Tony Blair’s government has been accused of presiding over “uncontrolled immigration” from eight eastern European countries in 2004. While France and Germany did not give the new EU countries full working rights until 2011, the UK did.
Labour has apologised for this. A lot. MPs said they estimated only 13,000 migrants would come each year. Turned out it was a bit more than that. Quite a bit more.
There is also the unrest across North Africa and the Middle East which has seen an increase in refugees fleeing to Europe seeking asylum.
:: Is it mainly EU migrants causing the issue?
No doubt arrivals from the EU are a huge factor. The figures show 45% of people coming to this country are now coming from the EU. When you consider in 2001 that figure was 8% you start to see the scale of the problem.
The number of people coming to the UK from the EU hit the highest level ever in 2014. That’s 268,000 in one year.
:: Is the Government going to reduce immigration?
In 2011 David Cameron made a “no ifs no buts” pledge to reduce net migration to the “tens of thousands” by 2015. He actually missed that target by more than 200,000.
Nonetheless he’s made the pledge afresh – raising eyebrows among those who think it’s impossible to achieve.
:: How does Mr Cameron say he is going to do it?
He’s going to have to negotiate with the EU but has conceded that he cannot change the freedom of movement rules that mean if you are an EU citizen you can work in any EU country.
Mr Cameron could have tried for a cap on numbers but no EU leader would have agreed. So he is going to restrict benefits, making the UK a less attractive destination. He could find some common ground here; Germany’s Angela Merkel has made some positive noises.
So, in the Conservative manifesto he promised no benefits to EU migrants for four years but critics say this will not reduce numbers.
:: Are they really taking all the benefits?
No. EU migrants only account for 2.5% of unemployment benefits claims.
The bigger problem is in-work welfare payments. A lot of migrants in “low-skilled” jobs claim top-up payments from the state. It means government is effectively subsidising low-paid work.
The think-tank Open Europe estimates that the financial incentive for a single Polish worker on a minimum wage would be halved if in-work benefits were removed. However, many other organisations disagree.
:: So what’s this about illegal immigration then?

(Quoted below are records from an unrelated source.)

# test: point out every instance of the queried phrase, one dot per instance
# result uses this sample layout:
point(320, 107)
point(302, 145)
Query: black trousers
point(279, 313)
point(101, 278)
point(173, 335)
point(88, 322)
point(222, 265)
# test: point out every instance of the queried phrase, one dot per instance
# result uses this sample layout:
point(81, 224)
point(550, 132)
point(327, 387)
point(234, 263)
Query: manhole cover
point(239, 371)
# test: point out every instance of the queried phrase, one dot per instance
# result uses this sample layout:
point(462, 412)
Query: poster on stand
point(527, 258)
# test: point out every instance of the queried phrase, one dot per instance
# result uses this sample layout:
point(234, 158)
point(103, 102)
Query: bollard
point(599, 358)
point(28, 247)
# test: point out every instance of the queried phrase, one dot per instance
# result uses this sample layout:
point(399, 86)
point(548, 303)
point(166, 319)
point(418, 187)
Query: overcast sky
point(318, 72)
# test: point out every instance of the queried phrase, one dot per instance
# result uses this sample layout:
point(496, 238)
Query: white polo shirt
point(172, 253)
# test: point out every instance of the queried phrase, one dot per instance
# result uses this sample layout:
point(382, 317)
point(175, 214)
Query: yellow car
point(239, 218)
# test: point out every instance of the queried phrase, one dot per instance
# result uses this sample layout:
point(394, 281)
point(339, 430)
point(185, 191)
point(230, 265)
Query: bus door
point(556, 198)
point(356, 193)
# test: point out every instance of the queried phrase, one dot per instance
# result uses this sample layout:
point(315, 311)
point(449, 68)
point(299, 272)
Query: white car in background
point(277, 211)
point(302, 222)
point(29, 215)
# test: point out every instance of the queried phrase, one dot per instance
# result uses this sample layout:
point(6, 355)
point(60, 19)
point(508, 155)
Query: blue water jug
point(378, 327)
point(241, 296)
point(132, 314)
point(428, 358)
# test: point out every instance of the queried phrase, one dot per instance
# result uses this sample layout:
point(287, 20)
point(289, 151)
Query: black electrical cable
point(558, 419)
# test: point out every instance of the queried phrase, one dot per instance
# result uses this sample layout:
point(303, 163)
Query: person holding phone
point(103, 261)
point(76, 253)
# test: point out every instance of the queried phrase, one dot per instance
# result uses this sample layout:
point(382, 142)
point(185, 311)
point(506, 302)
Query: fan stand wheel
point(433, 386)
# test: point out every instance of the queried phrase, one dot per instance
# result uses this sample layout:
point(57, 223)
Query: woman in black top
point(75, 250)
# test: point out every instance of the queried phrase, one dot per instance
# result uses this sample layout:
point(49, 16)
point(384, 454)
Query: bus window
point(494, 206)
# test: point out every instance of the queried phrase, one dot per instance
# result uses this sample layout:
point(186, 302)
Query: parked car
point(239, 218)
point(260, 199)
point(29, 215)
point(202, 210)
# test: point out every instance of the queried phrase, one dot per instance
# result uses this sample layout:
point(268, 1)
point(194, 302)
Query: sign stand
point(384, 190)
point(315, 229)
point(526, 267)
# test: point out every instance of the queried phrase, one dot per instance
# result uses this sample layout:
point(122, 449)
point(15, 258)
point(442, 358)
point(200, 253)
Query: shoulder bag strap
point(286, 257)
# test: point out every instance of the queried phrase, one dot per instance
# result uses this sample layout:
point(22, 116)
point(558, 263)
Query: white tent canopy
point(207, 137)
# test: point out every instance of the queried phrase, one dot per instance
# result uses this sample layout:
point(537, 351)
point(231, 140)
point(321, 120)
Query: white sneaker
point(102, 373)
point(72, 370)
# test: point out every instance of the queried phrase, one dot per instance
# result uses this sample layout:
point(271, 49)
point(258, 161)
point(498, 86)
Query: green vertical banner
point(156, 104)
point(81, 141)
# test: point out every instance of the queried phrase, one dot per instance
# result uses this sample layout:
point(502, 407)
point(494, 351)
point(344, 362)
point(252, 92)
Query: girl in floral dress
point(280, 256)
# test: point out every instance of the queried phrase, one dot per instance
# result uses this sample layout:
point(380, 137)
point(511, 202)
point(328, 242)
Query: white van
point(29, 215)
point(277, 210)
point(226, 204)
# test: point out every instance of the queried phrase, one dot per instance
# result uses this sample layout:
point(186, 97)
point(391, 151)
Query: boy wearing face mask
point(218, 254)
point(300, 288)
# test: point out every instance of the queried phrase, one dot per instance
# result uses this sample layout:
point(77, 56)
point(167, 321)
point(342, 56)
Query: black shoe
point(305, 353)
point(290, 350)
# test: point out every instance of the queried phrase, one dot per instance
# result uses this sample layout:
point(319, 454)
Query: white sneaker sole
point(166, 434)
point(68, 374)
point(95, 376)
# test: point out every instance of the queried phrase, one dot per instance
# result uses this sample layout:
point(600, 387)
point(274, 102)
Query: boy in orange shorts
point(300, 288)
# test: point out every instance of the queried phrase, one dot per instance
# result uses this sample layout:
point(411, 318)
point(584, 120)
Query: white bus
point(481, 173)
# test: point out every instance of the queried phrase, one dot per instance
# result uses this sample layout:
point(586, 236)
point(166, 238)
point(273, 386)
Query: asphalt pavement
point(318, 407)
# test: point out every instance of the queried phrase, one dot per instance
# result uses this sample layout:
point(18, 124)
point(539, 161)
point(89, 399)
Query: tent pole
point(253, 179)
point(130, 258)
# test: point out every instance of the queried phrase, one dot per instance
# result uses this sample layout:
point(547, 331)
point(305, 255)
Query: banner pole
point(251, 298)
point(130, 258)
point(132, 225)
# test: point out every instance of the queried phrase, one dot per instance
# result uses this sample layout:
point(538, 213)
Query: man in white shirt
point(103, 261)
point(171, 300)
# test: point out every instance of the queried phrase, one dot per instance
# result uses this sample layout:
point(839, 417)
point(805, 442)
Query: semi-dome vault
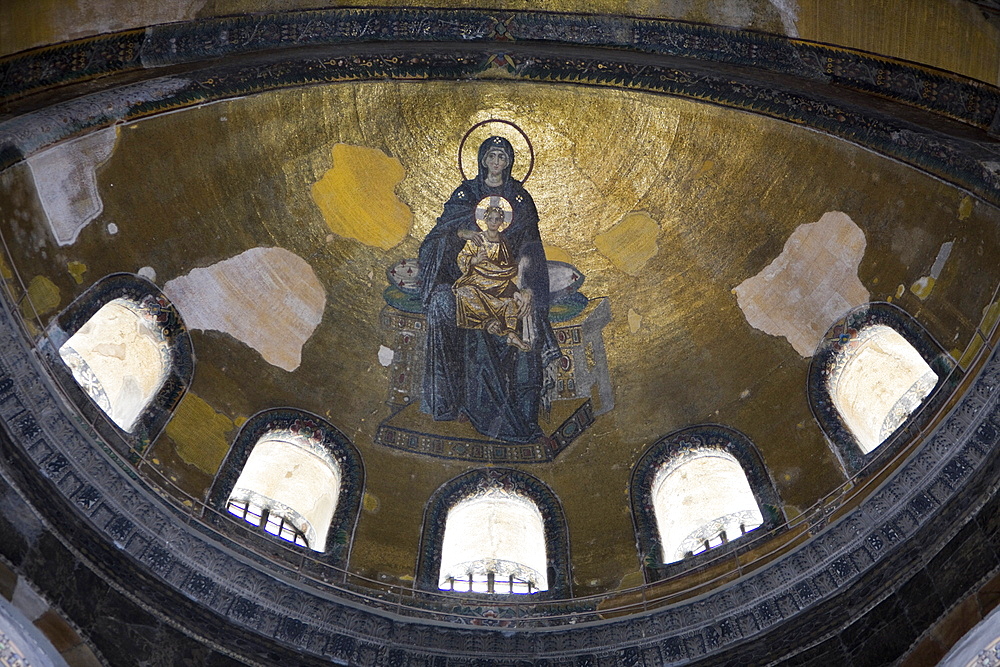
point(285, 293)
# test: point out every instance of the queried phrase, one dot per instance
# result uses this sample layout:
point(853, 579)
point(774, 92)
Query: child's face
point(493, 220)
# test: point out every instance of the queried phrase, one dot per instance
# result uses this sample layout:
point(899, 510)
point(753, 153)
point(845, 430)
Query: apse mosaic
point(452, 276)
point(497, 354)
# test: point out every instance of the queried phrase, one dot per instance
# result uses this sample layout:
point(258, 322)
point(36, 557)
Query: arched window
point(878, 380)
point(121, 350)
point(494, 532)
point(699, 490)
point(120, 358)
point(870, 376)
point(294, 476)
point(289, 486)
point(494, 542)
point(702, 500)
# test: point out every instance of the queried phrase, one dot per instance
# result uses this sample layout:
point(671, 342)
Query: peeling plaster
point(65, 179)
point(634, 320)
point(631, 243)
point(357, 197)
point(267, 298)
point(925, 284)
point(810, 285)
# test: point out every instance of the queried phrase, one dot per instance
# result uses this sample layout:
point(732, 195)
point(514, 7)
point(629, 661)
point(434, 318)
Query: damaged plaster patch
point(358, 200)
point(630, 243)
point(789, 12)
point(31, 132)
point(810, 285)
point(634, 321)
point(924, 285)
point(65, 178)
point(267, 298)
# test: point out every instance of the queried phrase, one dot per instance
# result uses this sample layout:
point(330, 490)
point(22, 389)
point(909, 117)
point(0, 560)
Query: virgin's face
point(496, 162)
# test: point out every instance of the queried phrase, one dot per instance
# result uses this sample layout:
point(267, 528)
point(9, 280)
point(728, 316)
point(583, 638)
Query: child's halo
point(494, 200)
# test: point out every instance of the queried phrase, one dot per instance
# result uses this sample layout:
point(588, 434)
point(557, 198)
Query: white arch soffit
point(697, 496)
point(286, 470)
point(120, 358)
point(497, 532)
point(878, 383)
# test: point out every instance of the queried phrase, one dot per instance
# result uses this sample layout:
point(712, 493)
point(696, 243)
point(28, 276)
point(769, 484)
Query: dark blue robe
point(471, 371)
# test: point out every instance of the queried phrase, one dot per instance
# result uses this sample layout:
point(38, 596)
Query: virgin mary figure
point(472, 372)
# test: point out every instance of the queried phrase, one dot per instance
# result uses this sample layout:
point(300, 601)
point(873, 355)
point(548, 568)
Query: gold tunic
point(485, 292)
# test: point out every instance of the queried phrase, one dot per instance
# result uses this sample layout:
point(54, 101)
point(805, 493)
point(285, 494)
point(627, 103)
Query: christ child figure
point(487, 296)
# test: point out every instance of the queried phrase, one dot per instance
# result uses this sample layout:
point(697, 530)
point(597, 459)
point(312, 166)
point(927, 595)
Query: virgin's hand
point(524, 306)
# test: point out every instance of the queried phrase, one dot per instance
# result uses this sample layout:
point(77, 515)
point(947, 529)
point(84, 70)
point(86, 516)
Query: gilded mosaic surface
point(665, 206)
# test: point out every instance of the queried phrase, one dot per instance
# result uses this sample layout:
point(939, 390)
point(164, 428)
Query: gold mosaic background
point(666, 206)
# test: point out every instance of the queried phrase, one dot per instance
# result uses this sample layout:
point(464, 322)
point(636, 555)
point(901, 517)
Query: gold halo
point(486, 202)
point(468, 151)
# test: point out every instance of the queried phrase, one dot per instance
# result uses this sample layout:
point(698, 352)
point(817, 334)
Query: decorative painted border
point(957, 97)
point(972, 165)
point(477, 481)
point(181, 369)
point(352, 479)
point(822, 364)
point(702, 436)
point(140, 541)
point(483, 450)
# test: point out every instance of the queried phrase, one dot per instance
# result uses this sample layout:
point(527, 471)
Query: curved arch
point(707, 442)
point(323, 455)
point(871, 380)
point(124, 398)
point(507, 484)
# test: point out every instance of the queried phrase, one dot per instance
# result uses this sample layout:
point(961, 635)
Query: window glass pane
point(698, 497)
point(496, 532)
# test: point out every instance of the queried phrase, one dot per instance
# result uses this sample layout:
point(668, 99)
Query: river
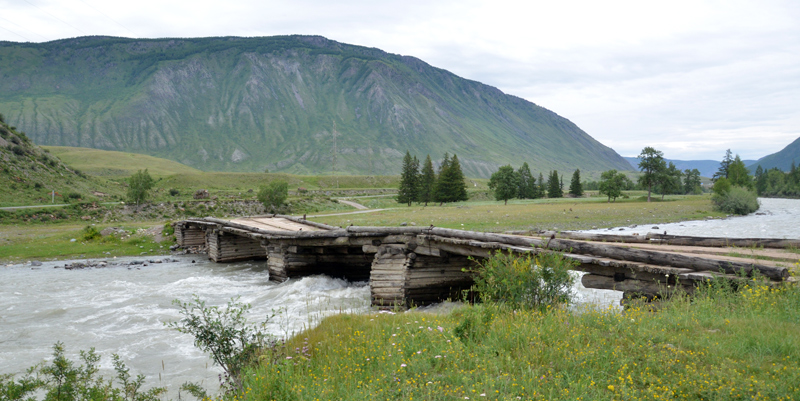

Mr Cameron has announced a crackdown on illegal immigration… on the very day the net migration figures were released.
Under the Immigration Bill – to be introduced in the Queen’s Speech – there are new measures to tackle the problem.
These include: seizing the wages of illegal workers, deporting illegal immigrants before they are allowed to appeal, new powers for councils to tackle landlords housing those in the country illegally and satellite-tracking tags for foreign criminals awaiting deportation.
In addition, there will be a new law ensuring businesses do not recruit abroad before advertising in Britain.
:: But that won’t drive down net migration will it?
No. Illegal immigration figures are not included in the net migration figure and Mr Cameron has been accused of distraction, ie. waving about “tough new measures” that will not stall the increasing number of legal migrants.
:: And how many illegal immigrants are there?
We don’t know. Home Secretary Theresa May told Sky News the number was “significant” but she did not put a figure on it.
The last estimate was in 2009 in a study from the London School of Economics, commissioned by London Mayor Boris Johnson, who was thinking of an illegal immigrant amnesty. It put the figure of illegal immigrants in 2007 between 400,000 and 900,000, with a mid-point of 725,000.
:: If they don’t know how many there are, how are they going to find them?
Mrs May says they are going to find the over-stayers. She says a fifth of students overstay their visas. She and the Prime Minister were also on a raid in Ealing, west London, on Thursday, where police have been targeting illegal immigrants.
:: And taking their wages?
Banks will be asked to check accounts against names on the illegal immigrant database, but ultimately most people here illegally don’t have a bank account and are paid cash in hand. Far harder to seize anything from them.